What's $P$ and what's $Q$ in this classic proof of the irrationality of $\sqrt 2$? In this proof extracted from the Wikipedia

A classic proof by contradiction from mathematics is the proof that
  the square root of 2 is irrational. If it were rational, it could
  be expressed as a fraction $a/b$ in lowest terms, where a and b are
  integers, at least one of which is odd. But if $a/b = \sqrt 2$, then $a^2=$
  $2b^2$. Therefore $a^2$ must be even. Because the square of an odd number is
  odd, that in turn implies that $a$ is even. This means that $b$ must be
  odd because $a/b$ is in lowest terms. On the other hand, if $a$ is even,
  then $a^2$ is a multiple of $4$. If $a^2$ is a multiple of $4$ and $a^2=2b^2$,
  then $2b^2$ is a multiple of $4$, and therefore $b^2$ is even, and so is $b$. So
  $b$ is odd and even, a contradiction. Therefore the initial
  assumption—that $\sqrt 2$ can be expressed as a fraction—must be false.

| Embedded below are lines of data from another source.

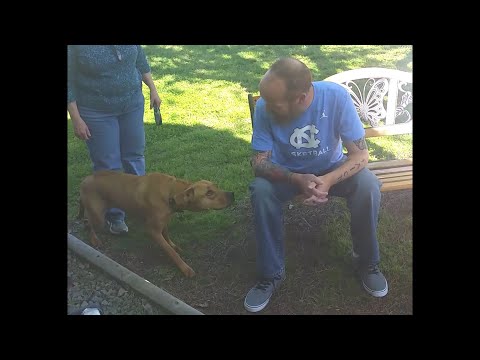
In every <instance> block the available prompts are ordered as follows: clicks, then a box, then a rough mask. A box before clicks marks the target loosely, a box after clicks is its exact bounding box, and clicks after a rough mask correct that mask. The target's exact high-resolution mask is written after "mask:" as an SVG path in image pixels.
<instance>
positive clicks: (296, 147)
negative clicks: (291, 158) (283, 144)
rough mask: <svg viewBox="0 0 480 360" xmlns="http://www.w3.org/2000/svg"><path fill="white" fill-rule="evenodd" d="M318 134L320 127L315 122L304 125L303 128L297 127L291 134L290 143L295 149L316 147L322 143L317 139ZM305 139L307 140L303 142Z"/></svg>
mask: <svg viewBox="0 0 480 360" xmlns="http://www.w3.org/2000/svg"><path fill="white" fill-rule="evenodd" d="M307 131H308V132H310V135H307ZM316 134H318V129H317V128H316V127H315V125H313V124H311V125H307V126H304V127H303V128H301V129H300V128H296V129H295V130H294V131H293V134H292V135H291V136H290V144H292V146H293V147H295V149H300V148H307V149H311V148H313V149H316V148H317V147H318V145H319V144H320V140H318V139H315V135H316ZM303 140H306V141H307V142H303Z"/></svg>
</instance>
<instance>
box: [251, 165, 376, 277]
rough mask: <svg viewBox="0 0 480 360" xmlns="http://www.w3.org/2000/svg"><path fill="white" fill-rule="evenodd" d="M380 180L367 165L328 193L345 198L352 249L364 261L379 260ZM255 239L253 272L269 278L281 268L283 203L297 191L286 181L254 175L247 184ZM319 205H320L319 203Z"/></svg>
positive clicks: (284, 259)
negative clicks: (251, 213)
mask: <svg viewBox="0 0 480 360" xmlns="http://www.w3.org/2000/svg"><path fill="white" fill-rule="evenodd" d="M380 187H381V183H380V181H378V179H377V177H376V176H375V175H374V174H373V173H372V172H371V171H370V170H368V169H367V168H364V169H362V170H361V171H359V172H358V173H356V174H355V175H353V176H351V177H349V178H348V179H346V180H344V181H342V182H340V183H338V184H335V185H333V186H332V187H331V188H330V190H329V193H328V195H329V196H331V195H333V196H340V197H344V198H346V199H347V206H348V208H349V210H350V214H351V223H350V231H351V235H352V242H353V251H355V253H357V254H359V255H360V261H361V262H362V263H364V264H370V263H374V264H377V263H379V262H380V254H379V250H378V241H377V234H376V232H377V223H378V212H379V209H380V198H381V195H380ZM249 188H250V192H251V201H252V208H253V211H254V223H255V224H254V225H255V236H256V240H257V274H258V277H259V278H273V277H274V276H276V275H279V274H281V273H283V272H284V271H285V246H284V243H285V240H284V229H283V209H282V206H283V203H284V202H285V201H287V200H289V199H291V198H293V197H294V196H295V195H298V194H299V191H298V188H297V187H296V186H294V185H290V184H287V183H272V182H270V181H268V180H267V179H265V178H261V177H256V178H255V180H254V181H253V182H252V183H251V184H250V187H249ZM320 206H321V205H320Z"/></svg>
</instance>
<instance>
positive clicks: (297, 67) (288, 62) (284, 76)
mask: <svg viewBox="0 0 480 360" xmlns="http://www.w3.org/2000/svg"><path fill="white" fill-rule="evenodd" d="M272 76H274V77H276V78H277V79H280V80H282V81H283V83H284V84H285V90H286V95H287V96H288V97H289V98H291V97H294V96H297V95H298V94H300V93H302V92H308V90H309V88H310V85H311V83H312V73H311V72H310V69H309V68H308V67H307V66H306V65H305V64H304V63H303V62H301V61H300V60H297V59H295V58H292V57H283V58H280V59H278V60H277V61H275V63H274V64H273V65H272V66H271V67H270V69H269V70H268V71H267V73H266V74H265V76H264V77H263V79H262V81H263V80H265V81H270V80H271V77H272Z"/></svg>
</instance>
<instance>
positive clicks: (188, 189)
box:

Knowing that a proof by contradiction you assume P and Not(Q) what's P and what's not Q in this proof?
 A: I'm assuming you are more accustomed to seeing proof by contradiction used largely with statements that are implications or conditionals. And indeed, when writing a proof by contradiction to prove statements of the form $$P \implies Q,$$ we typically assume $(P\land \lnot Q)$.
But in this particular case, we do not seem to have an implication to prove. Rather, we have the proposition: 

The square root of $2$ is irrational. $\quad$( $Q$). 

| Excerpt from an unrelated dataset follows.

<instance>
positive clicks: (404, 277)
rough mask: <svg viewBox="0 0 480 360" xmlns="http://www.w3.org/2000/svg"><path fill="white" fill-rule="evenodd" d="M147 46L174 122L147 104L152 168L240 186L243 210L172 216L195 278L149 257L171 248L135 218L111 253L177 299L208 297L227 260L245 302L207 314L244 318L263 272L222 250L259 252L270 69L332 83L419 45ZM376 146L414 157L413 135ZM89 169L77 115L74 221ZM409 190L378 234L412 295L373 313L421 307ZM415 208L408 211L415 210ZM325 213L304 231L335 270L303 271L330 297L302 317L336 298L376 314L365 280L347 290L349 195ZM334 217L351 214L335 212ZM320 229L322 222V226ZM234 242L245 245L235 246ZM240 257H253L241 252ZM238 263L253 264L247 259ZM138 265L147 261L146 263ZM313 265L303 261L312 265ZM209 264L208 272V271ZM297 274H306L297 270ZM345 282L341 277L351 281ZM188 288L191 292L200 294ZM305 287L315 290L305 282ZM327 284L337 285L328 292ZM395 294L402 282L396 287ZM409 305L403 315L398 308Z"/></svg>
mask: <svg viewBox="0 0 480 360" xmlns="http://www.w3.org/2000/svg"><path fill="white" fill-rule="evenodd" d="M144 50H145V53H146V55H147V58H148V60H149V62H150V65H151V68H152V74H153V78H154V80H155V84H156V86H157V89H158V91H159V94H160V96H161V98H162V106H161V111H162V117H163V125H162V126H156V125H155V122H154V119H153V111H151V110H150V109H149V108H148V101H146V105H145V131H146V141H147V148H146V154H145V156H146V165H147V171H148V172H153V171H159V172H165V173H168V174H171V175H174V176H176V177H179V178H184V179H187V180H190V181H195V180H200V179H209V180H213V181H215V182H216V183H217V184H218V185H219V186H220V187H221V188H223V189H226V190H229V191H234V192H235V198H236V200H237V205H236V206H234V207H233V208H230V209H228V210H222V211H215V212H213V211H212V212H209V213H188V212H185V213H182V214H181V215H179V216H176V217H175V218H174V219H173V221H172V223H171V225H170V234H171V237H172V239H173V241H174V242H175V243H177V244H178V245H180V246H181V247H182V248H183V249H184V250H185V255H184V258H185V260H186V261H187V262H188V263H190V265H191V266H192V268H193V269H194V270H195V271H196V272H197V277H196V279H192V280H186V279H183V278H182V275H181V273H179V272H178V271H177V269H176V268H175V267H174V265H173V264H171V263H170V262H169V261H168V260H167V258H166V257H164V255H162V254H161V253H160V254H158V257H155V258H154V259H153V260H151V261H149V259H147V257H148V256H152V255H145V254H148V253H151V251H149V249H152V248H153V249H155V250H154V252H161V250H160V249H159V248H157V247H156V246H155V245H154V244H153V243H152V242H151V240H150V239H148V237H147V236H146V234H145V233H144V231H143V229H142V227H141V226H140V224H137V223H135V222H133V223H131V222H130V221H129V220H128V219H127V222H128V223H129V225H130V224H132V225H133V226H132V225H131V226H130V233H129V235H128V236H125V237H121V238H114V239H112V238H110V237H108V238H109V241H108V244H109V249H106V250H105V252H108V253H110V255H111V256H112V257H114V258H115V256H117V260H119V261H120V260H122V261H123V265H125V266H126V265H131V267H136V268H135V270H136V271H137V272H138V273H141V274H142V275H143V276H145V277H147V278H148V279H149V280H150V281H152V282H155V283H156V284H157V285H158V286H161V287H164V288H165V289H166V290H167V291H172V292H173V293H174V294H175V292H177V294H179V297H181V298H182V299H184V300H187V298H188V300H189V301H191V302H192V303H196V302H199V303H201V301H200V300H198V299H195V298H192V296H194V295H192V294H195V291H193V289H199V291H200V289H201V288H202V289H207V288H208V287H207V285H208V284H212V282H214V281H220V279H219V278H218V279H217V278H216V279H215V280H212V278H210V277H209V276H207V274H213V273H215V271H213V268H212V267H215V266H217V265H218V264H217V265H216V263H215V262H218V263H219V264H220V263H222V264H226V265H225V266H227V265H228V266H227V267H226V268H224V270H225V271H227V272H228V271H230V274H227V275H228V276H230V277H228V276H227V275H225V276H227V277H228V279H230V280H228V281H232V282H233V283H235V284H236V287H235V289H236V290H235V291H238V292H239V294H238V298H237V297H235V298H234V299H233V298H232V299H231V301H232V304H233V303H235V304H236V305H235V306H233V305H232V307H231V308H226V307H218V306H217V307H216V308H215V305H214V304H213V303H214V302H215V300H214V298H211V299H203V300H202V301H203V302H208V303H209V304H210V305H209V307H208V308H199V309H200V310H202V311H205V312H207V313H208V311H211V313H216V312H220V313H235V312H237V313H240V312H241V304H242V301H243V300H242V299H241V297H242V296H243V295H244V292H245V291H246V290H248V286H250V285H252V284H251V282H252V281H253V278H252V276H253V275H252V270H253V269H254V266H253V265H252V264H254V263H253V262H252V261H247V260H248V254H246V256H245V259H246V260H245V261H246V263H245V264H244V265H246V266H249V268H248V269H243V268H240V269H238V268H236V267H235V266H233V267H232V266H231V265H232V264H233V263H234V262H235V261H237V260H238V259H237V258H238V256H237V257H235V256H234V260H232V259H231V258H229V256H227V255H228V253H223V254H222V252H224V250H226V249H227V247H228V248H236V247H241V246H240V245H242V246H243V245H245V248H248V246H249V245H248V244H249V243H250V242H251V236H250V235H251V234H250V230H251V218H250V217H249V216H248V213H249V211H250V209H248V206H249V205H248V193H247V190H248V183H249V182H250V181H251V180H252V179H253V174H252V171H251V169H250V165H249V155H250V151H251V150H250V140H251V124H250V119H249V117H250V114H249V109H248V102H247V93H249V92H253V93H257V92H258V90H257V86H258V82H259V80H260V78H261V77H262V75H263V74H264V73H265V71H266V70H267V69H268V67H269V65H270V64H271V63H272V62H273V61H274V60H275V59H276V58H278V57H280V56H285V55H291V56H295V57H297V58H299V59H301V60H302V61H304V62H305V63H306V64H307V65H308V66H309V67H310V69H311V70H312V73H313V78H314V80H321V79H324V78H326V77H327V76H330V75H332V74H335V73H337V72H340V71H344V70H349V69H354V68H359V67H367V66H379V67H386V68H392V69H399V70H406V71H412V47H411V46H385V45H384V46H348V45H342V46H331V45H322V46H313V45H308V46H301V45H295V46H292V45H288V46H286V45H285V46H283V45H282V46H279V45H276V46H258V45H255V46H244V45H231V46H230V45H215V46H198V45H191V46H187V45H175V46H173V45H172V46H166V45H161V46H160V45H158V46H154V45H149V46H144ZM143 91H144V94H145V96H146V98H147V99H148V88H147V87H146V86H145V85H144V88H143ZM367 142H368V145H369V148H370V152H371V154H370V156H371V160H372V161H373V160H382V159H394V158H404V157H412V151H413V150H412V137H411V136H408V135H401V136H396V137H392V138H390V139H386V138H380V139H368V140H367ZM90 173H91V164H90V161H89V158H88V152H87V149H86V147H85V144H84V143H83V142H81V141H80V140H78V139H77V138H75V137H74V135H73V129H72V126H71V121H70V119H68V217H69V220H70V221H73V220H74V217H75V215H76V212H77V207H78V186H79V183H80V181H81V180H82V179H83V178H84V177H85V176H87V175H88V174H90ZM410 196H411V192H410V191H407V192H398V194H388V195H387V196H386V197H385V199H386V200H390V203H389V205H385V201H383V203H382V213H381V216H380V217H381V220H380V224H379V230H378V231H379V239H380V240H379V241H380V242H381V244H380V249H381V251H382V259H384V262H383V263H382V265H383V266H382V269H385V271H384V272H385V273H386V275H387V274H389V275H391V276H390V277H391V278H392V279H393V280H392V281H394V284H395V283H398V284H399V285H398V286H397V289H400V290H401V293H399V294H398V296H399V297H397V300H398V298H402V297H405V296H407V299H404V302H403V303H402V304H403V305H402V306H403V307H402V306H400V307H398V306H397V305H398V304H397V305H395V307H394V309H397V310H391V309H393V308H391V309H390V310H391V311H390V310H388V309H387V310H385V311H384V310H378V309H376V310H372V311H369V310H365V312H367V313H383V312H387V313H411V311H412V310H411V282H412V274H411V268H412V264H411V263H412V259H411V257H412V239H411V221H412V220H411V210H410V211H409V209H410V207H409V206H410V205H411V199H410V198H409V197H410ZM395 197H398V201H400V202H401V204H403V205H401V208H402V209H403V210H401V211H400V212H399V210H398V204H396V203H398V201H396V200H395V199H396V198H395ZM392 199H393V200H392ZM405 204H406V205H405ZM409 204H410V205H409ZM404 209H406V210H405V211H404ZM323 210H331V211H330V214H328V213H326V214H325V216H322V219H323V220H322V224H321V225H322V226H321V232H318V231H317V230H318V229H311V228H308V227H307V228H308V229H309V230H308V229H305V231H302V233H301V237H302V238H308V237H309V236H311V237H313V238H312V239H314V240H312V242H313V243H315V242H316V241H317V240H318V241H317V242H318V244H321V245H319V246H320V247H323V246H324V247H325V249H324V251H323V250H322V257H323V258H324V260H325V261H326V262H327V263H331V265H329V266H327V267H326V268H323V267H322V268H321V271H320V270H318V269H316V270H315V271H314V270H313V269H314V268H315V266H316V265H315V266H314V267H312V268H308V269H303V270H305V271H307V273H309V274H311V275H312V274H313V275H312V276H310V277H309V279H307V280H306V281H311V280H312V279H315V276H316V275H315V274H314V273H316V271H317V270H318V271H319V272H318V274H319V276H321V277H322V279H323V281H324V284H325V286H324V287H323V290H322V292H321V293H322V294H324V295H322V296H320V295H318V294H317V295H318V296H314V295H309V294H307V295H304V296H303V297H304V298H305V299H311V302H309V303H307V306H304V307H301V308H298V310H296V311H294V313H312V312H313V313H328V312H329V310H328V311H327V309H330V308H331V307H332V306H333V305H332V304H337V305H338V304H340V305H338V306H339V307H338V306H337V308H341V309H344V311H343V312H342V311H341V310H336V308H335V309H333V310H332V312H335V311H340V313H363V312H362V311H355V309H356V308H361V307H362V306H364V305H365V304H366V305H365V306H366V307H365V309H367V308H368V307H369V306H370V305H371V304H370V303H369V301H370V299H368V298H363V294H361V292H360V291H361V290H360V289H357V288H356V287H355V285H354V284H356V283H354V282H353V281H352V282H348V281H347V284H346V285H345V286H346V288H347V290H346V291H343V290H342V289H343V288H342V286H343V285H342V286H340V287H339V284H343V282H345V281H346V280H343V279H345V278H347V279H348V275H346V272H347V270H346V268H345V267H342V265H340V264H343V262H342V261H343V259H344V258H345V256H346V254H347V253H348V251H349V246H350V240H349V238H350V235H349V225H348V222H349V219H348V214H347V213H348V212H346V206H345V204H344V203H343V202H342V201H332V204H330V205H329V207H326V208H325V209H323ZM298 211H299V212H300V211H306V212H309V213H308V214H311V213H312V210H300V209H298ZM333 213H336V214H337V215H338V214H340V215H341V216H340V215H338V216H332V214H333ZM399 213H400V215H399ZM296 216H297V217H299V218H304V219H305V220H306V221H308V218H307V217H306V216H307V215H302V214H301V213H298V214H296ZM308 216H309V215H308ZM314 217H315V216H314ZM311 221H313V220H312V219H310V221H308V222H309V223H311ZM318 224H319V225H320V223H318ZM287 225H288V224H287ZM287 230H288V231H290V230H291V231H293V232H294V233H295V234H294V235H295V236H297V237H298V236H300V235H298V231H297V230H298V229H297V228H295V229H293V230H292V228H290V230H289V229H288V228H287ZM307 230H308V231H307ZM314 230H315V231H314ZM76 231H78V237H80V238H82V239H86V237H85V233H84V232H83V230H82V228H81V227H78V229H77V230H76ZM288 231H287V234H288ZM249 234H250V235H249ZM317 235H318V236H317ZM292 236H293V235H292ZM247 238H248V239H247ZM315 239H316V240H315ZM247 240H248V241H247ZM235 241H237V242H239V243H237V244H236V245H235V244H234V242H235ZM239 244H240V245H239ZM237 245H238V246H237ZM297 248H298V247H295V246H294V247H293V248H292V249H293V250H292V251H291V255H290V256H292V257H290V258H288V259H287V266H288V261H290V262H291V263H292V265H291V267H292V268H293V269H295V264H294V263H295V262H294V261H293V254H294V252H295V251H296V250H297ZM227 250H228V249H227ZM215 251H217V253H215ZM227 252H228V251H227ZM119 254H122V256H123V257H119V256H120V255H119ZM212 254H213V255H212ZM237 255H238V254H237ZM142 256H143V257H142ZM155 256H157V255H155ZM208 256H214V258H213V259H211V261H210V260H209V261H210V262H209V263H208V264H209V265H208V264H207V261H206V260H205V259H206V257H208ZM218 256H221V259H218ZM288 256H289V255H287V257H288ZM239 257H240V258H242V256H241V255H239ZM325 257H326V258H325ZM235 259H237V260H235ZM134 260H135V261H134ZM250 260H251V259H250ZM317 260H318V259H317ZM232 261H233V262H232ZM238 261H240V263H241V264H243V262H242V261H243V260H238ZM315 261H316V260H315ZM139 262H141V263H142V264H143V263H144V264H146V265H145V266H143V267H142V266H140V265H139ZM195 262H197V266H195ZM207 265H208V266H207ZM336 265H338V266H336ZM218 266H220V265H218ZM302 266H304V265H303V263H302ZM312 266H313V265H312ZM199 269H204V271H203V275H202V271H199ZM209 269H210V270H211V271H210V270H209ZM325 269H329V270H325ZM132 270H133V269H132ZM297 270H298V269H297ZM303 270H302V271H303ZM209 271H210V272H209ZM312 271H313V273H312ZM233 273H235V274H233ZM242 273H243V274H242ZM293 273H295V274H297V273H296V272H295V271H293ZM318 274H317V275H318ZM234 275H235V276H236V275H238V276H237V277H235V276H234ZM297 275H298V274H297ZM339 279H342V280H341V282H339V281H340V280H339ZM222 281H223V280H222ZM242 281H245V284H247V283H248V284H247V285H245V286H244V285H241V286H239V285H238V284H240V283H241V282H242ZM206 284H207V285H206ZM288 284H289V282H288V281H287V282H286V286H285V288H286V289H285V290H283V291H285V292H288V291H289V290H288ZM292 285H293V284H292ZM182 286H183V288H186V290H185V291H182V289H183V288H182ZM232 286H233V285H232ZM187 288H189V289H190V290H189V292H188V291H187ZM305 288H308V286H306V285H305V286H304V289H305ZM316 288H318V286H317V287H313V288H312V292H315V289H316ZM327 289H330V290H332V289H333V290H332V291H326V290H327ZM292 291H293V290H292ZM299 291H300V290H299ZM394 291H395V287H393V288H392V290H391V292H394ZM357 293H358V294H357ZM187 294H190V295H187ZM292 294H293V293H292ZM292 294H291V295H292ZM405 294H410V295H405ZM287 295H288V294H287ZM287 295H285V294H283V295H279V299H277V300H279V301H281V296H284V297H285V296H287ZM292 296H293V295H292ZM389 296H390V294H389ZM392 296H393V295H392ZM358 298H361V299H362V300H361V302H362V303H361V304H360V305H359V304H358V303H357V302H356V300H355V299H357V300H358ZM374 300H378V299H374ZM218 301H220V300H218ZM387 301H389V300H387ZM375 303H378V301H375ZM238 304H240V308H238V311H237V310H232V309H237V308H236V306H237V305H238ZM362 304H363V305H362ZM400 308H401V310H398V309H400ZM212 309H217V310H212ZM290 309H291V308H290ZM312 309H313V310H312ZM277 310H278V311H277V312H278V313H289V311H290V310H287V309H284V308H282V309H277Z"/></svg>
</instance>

There's no helpful "if, then", or "this implies that" to indicate any sort of implication being asserted. So we have an example of the use of a proof by contradiction where to prove a statement other than an implication.
What we can do is to think of the assertion to be proven as a simple "atomic" proposition: $\,Q.\,$ Then $\,\lnot Q\,$ is the statement to the effect: 

Suppose $\,\sqrt 2\,$ is not irrational. $\;$ Put differently, suppose $\,\sqrt 2\,$ is rational.$\quad(\lnot Q)$

The proof then proceeds, after having supposed $\,\lnot Q\,$ to invoke the definition of a rational number in order to arrive at a contradiction.
In a sense then, the proof amounts to a "bare-bones" proof-by-contradiction: 
To prove that $\,Q,\,$ we assume $\,\lnot Q,\,$ and then we work to obtain a contradiction. Once we arrive at a contradiction, we can conclude that our assumption is false, and so we are justified in negating the false assumption: "therefore, $\lnot\lnot Q.$" $\;\;$ And this amounts to affirming the desired conclusion/assertion: therefore $Q$, since $\;\lnot \lnot  Q\equiv Q$. 
The contradiction in this proof happens to come from our knowledge about the rational numbers, information which could be considered a premise: the "implicit" premise $P$ being the definition of a rational number.
A: You can phrase "$\sqrt 2$ is irrational" as the implication "if $x=\sqrt 2$, then $x$ is irrational". Or better (which also handles $-\sqrt 2$): if $x^2 = 2$, then $x$ is irrational. 
A: You can see the proof as showing that if you assume "$\sqrt2$ rational" you get a contradiction.
Or you can take P$=$"$\sqrt2=a/b$", Q="$a,b$ are both divisible by $2$". The proof shows that P implies Q. As you can always write a rational with a coprime numerator and denominator, the contrapositive shows that $\sqrt2$ is irrational.
A: P would be that $\sqrt{2}$ is rational, Q that it is irrational, and so not(Q) is that it is not irrational.